Heboh Tepuk Pramuka 'Islam Yes, Kafir No', Pembina Dipanggil Kwarcab

Reporter : Maulana Kautsar
Selasa, 14 Januari 2020 08:01
Heboh Tepuk Pramuka 'Islam Yes, Kafir No', Pembina Dipanggil Kwarcab
Kwarcab segera melakukan penelusuran.

Dream - Yel-yel yang diajarkan pembina Pramuka asal Gunungkidul, Yogyakarta mengajarkan para peserta praktik Kursus Mahir Lanjutan pembina Pramuka, menuai kontroversi.

Di depan murid-murid siswa SD Negeri Timuran, dia mengajarkan yel-yel dengan narasi 'Islam-Islam yes, Kafir-Kafir No'.
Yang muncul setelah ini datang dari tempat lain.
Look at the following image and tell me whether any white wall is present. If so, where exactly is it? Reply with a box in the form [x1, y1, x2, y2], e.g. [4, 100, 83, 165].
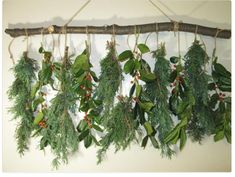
[2, 0, 231, 172]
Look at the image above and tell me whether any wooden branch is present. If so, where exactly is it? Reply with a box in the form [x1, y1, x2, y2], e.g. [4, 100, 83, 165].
[5, 22, 231, 39]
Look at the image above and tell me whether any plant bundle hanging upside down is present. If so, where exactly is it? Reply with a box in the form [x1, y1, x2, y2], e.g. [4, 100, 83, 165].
[184, 39, 214, 142]
[8, 52, 38, 155]
[40, 47, 78, 168]
[208, 49, 231, 143]
[95, 41, 123, 126]
[146, 44, 174, 157]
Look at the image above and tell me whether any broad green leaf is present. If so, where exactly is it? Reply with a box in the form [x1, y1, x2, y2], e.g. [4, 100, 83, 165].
[144, 122, 153, 136]
[180, 128, 187, 151]
[141, 135, 149, 148]
[137, 44, 150, 54]
[90, 71, 99, 82]
[92, 124, 103, 132]
[33, 112, 44, 125]
[214, 130, 224, 142]
[118, 50, 133, 62]
[136, 83, 142, 98]
[129, 84, 136, 98]
[169, 70, 177, 83]
[170, 56, 179, 64]
[30, 82, 40, 99]
[139, 101, 154, 112]
[84, 135, 92, 148]
[214, 63, 231, 77]
[123, 59, 135, 74]
[72, 54, 90, 73]
[150, 136, 159, 149]
[78, 129, 90, 141]
[140, 70, 156, 82]
[32, 95, 45, 111]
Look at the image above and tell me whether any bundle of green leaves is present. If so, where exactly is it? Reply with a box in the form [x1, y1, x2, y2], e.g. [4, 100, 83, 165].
[8, 52, 38, 155]
[145, 44, 174, 157]
[164, 56, 195, 150]
[208, 50, 231, 143]
[95, 41, 123, 126]
[40, 47, 78, 168]
[184, 39, 214, 142]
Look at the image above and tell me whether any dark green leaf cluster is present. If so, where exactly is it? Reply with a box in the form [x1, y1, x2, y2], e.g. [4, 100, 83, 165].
[146, 44, 173, 157]
[184, 40, 214, 142]
[97, 96, 136, 163]
[8, 52, 38, 155]
[95, 42, 123, 125]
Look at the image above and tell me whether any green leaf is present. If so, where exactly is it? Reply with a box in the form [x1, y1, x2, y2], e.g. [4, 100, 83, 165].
[33, 112, 44, 125]
[180, 128, 187, 151]
[123, 59, 135, 74]
[32, 95, 45, 111]
[150, 136, 159, 149]
[30, 82, 40, 99]
[214, 63, 231, 77]
[72, 54, 90, 73]
[170, 56, 179, 64]
[118, 50, 133, 62]
[208, 82, 215, 90]
[140, 70, 156, 82]
[137, 44, 150, 54]
[92, 124, 104, 132]
[136, 83, 142, 98]
[84, 135, 92, 148]
[144, 122, 153, 136]
[90, 71, 99, 82]
[214, 130, 224, 142]
[139, 101, 154, 112]
[169, 70, 177, 83]
[78, 129, 90, 141]
[141, 135, 149, 148]
[129, 84, 135, 98]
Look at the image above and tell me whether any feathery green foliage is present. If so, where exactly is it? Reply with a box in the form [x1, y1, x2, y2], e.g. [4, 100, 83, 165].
[40, 48, 78, 168]
[146, 44, 174, 157]
[95, 42, 123, 125]
[97, 96, 136, 163]
[8, 52, 38, 155]
[184, 40, 214, 142]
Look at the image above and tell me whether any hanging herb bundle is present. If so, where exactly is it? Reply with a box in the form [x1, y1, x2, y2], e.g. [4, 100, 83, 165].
[72, 46, 103, 148]
[119, 44, 159, 149]
[8, 52, 38, 155]
[185, 39, 214, 142]
[97, 96, 136, 163]
[40, 47, 78, 168]
[164, 57, 195, 150]
[96, 41, 123, 125]
[146, 44, 174, 157]
[208, 50, 231, 143]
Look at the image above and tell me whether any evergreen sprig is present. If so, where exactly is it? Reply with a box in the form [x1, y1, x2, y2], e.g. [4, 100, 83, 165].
[8, 52, 38, 155]
[95, 41, 123, 125]
[97, 96, 136, 163]
[184, 40, 214, 142]
[146, 44, 174, 157]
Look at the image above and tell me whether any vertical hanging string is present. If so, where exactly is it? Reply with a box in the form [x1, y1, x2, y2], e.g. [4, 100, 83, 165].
[194, 25, 198, 40]
[156, 23, 159, 49]
[24, 28, 29, 52]
[8, 38, 15, 65]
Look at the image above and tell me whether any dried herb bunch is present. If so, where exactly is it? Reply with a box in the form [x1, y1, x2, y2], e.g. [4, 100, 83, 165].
[184, 39, 214, 142]
[97, 96, 136, 163]
[8, 52, 38, 155]
[40, 47, 78, 168]
[95, 41, 123, 125]
[146, 44, 174, 157]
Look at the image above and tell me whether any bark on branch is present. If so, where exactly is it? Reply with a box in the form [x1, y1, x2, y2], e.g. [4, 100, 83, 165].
[5, 22, 231, 39]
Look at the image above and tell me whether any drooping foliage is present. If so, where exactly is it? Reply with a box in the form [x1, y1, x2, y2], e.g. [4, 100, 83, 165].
[8, 52, 38, 155]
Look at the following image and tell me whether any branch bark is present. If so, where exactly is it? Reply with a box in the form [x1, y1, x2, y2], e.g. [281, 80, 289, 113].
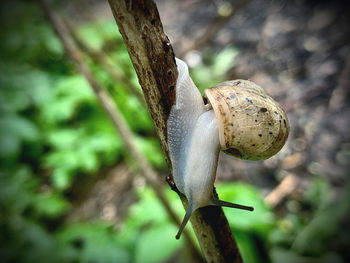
[64, 19, 146, 107]
[40, 0, 202, 262]
[109, 0, 242, 262]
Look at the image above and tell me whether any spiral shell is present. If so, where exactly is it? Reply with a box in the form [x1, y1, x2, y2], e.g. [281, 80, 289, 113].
[204, 79, 289, 160]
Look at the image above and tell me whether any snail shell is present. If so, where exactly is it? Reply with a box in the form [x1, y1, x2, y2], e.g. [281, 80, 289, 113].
[204, 79, 289, 160]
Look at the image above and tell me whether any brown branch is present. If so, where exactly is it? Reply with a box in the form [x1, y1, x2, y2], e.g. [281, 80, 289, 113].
[109, 0, 242, 262]
[40, 0, 202, 262]
[64, 20, 146, 108]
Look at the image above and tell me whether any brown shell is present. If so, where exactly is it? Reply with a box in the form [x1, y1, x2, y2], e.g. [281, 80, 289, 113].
[204, 79, 289, 160]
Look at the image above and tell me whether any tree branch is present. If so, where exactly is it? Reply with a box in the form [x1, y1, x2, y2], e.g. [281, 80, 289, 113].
[40, 0, 202, 262]
[109, 0, 242, 262]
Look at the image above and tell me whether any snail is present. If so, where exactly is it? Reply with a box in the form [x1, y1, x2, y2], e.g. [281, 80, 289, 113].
[167, 58, 289, 239]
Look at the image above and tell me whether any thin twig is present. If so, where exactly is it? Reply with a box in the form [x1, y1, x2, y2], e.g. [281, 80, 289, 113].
[109, 0, 242, 263]
[40, 0, 201, 261]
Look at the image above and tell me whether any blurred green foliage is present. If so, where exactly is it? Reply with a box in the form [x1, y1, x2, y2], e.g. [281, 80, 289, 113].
[0, 1, 350, 263]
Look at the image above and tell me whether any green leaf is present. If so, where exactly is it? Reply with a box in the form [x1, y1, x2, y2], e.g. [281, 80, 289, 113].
[216, 183, 275, 231]
[35, 193, 70, 218]
[135, 224, 183, 263]
[57, 223, 130, 263]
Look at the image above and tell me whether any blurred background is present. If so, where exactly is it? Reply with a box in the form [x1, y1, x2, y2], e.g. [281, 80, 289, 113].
[0, 0, 350, 263]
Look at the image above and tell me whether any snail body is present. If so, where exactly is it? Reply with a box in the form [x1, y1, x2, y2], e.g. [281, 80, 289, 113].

Dilaporkan Harian Jogja peristiwa itu terjadi Jumat, 10 Januari 2020. Orang tua siswa mengunggah kejadian itu ke aplikasi perpesanan.

Sang orang tua murid juga melempar protes atas munculnya yel-yel tersebut.

Kepala SD Negeri Timuran, Esti Kartini membenarkan kegiatan Pramuka di sekolahnya. Tapi, dia tidak mengetahui secara detail kejadian tepuk SARA.

" SD Negeri Timuran hanya ketempatan, itu semua materi dan pembina dari kwartir cabang (kwarcab) Pramuka Kota Yogyakarta. Kami juga baru mendengar ini dari teman-teman media. Karena, kami Gugus Depan Kota Yogyakarta, maka kami welcome untuk praktik ini, intinya kami hanya ketempatan saja," kata Esti, Senin, 13 Januari 2020.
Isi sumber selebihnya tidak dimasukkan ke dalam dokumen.